Del descritto quadro regolamentare dovrà tenere conto il legislatore nazionale anche nella stesura del decreto attuativo della legge delega per la riforma fiscale che, ragionevolmente, potrebbe venire a coincidere con il decreto legislativo di recepimento della direttiva comunitaria.

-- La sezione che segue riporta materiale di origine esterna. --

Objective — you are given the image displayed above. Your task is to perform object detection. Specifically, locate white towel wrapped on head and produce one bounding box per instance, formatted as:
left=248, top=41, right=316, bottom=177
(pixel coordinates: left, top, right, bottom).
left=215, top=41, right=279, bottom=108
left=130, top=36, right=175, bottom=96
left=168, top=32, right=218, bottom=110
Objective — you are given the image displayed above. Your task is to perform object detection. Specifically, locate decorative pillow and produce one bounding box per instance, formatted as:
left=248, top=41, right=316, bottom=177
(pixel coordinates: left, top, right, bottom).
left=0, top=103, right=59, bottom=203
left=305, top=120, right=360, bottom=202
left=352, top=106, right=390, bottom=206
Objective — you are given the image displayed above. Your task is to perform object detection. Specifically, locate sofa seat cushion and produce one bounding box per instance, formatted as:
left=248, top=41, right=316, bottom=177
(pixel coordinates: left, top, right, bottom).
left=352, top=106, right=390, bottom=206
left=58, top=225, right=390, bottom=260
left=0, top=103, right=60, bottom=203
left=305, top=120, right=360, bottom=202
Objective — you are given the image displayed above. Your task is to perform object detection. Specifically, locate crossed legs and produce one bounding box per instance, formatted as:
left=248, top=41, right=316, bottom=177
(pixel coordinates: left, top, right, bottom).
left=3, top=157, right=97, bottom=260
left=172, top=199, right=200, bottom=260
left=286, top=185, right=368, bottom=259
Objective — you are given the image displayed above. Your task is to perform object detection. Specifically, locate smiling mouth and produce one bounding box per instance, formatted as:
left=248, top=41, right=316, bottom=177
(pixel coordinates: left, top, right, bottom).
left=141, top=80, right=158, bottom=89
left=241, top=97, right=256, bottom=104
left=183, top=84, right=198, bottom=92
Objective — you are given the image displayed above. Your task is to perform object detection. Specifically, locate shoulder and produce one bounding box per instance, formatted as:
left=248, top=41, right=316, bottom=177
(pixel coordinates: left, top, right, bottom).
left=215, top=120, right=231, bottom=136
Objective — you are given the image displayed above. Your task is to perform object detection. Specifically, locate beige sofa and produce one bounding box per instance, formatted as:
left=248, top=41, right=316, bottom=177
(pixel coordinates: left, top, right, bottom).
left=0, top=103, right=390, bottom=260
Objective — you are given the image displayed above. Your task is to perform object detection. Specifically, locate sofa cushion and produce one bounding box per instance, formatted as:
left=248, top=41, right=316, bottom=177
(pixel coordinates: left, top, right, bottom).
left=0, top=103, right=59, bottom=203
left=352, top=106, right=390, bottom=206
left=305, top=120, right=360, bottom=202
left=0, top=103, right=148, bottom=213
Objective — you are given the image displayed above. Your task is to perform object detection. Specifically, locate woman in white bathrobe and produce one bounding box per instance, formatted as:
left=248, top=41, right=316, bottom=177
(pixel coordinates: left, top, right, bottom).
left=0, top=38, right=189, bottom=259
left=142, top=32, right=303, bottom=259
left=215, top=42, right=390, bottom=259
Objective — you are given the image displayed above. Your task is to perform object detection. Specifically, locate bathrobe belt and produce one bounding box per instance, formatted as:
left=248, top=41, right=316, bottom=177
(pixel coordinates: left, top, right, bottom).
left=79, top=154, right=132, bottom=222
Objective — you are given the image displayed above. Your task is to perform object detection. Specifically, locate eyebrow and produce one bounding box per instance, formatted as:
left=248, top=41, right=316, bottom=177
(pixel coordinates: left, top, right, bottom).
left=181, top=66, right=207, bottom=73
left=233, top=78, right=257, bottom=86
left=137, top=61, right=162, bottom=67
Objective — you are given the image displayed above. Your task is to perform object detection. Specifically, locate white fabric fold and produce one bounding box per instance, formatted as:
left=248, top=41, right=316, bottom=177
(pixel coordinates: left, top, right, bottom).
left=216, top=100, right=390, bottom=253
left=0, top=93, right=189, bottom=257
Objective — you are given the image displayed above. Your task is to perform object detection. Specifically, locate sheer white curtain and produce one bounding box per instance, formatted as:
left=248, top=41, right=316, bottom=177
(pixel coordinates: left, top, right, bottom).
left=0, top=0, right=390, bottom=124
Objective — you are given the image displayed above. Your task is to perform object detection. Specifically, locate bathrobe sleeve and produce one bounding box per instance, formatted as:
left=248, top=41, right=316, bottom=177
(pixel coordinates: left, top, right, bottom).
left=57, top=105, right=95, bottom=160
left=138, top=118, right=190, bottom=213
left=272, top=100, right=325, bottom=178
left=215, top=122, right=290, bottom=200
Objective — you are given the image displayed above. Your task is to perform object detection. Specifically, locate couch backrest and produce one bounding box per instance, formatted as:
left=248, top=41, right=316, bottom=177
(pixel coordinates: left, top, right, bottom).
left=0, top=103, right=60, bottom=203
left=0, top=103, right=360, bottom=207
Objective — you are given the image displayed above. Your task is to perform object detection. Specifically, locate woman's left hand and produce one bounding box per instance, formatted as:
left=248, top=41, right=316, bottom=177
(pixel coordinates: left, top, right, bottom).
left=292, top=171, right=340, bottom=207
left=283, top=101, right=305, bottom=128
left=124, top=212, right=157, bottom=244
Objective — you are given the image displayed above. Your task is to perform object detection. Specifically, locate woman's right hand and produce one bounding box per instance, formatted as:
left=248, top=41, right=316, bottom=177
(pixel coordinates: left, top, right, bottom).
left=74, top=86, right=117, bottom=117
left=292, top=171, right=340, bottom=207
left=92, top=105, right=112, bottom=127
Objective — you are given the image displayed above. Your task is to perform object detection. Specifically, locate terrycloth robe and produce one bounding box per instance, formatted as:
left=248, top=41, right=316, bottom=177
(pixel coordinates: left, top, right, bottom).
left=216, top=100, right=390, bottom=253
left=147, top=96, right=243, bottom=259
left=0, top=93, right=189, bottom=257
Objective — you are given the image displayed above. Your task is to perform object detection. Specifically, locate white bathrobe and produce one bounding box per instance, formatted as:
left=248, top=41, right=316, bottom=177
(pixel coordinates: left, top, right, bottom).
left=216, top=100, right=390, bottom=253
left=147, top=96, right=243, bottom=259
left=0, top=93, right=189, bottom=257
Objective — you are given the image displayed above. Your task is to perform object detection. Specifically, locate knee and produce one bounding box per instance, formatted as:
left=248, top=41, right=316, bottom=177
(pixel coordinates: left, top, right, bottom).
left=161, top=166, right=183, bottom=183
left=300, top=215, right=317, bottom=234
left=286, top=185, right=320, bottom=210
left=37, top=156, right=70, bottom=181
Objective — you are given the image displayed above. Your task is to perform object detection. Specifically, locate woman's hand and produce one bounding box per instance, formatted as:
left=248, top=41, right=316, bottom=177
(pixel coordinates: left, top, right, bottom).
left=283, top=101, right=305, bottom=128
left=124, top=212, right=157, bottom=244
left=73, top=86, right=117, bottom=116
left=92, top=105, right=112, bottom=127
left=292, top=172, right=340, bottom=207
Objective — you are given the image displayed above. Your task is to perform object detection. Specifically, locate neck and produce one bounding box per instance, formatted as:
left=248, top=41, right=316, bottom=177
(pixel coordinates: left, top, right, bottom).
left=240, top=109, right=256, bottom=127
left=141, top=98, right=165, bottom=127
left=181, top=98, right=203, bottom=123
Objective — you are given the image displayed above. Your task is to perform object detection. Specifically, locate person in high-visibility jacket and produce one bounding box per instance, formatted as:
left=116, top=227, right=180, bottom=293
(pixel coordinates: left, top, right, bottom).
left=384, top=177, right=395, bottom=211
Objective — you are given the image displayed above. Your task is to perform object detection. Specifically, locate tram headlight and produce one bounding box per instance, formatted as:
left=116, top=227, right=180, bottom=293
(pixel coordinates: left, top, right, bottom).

L’art. 7 della menzionata legge delega (L. 111/2023) richiede, d’altronde, di “razionalizzare il numero e la misura delle aliquote dell’IVA secondo i criteri posti dalla normativa dell’Unione europea, al fine di prevedere una tendenziale omogeneizzazione del trattamento per beni e servizi similari, anche individuati mediante il richiamo alla nomenclatura combinata o alla classificazione statistica, meritevoli di agevolazione in quanto destinati a soddisfare le esigenze di maggiore rilevanza sociale”.

Riforma dei redditi agrari con nuove colture “innovative”

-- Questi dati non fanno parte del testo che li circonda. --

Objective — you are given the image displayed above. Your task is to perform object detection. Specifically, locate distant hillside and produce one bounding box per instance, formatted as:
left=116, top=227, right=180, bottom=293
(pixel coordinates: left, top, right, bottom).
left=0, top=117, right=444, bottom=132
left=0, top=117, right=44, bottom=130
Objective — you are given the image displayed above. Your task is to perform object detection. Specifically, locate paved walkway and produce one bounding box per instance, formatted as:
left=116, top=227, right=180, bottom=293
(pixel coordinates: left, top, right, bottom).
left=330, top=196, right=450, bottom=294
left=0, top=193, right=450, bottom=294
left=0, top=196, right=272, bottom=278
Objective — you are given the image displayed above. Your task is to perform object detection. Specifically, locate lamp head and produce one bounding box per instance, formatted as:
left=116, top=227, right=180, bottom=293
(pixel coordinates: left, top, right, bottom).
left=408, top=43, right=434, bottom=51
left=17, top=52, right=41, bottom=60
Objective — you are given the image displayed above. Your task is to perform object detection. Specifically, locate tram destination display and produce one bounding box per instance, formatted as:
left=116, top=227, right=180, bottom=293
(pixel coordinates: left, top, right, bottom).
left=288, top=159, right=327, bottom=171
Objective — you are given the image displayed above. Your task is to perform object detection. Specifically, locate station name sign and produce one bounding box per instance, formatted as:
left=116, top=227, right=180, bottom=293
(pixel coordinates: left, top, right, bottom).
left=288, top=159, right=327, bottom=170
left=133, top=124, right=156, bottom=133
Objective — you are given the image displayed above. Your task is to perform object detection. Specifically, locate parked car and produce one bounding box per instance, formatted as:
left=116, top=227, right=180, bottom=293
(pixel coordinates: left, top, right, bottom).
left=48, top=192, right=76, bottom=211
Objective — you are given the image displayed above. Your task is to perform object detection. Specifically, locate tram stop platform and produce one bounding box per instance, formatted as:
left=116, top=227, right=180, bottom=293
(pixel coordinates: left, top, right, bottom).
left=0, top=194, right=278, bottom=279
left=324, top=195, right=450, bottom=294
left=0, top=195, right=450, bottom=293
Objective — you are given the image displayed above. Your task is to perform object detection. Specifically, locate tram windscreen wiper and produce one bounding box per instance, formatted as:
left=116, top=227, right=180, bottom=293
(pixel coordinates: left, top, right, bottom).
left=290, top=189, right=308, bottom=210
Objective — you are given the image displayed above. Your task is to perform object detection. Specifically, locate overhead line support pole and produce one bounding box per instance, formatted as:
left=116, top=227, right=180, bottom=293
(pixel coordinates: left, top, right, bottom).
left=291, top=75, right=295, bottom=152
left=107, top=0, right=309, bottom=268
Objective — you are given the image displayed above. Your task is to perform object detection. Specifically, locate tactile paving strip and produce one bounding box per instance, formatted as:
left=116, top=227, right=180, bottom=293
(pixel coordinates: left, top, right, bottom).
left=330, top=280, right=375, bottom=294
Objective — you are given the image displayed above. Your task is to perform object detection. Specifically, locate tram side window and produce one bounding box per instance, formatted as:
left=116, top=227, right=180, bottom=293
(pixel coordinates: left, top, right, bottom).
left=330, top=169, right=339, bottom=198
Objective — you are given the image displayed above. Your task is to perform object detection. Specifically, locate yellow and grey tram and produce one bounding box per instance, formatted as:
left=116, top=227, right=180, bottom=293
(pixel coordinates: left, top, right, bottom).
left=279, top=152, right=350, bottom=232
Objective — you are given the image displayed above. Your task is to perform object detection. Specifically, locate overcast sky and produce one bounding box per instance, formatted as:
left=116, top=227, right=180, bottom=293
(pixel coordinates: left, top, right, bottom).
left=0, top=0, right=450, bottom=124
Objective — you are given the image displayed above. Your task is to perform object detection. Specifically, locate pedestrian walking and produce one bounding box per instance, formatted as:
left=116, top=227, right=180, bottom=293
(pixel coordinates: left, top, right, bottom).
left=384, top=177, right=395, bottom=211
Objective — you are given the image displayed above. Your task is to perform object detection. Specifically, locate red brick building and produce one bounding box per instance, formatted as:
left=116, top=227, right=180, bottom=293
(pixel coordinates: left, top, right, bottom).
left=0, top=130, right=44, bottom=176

La legge delega di riforma fiscale (L. 111/2023), all’art. 5 comma 1 lett. b), reca una serie di previsioni in materia di redditi agrari, che confermano i principi e i criteri direttivi già presenti nel Ddl. originario.

In relazione alle attività di coltivazione ex art. 2135 comma 1 c.c., viene prevista l’introduzione di nuove classi e qualità di coltura nel Catasto dei terreni, per tenere conto dei più evoluti sistemi di coltivazione, disponendo a tal fine:
– il riordino del relativo regime di imposizione su base catastale;
– l’individuazione del limite oltre il quale l’attività eccedente è produttiva di reddito d’impresa.
Detta disposizione si riferisce ai sistemi di coltivazione, quali, ad esempio, la c.d. vertical farm e le colture idroponiche, in grado di ridurre, tra l’altro, il consumo di acqua, di rendere più salubri i prodotti vegetali, di sottrarre determinate produzioni di carattere vegetale agli effetti distruttivi dei cambiamenti climatici. Ciò si realizza “in strutture protette, quali, oltre alle serre, i fabbricati a destinazione agricola, industriale, commerciale e artigianale oramai dismessi e riconvertiti alla produzione in esame” (in tal senso la Relazione illustrativa al Ddl. delega).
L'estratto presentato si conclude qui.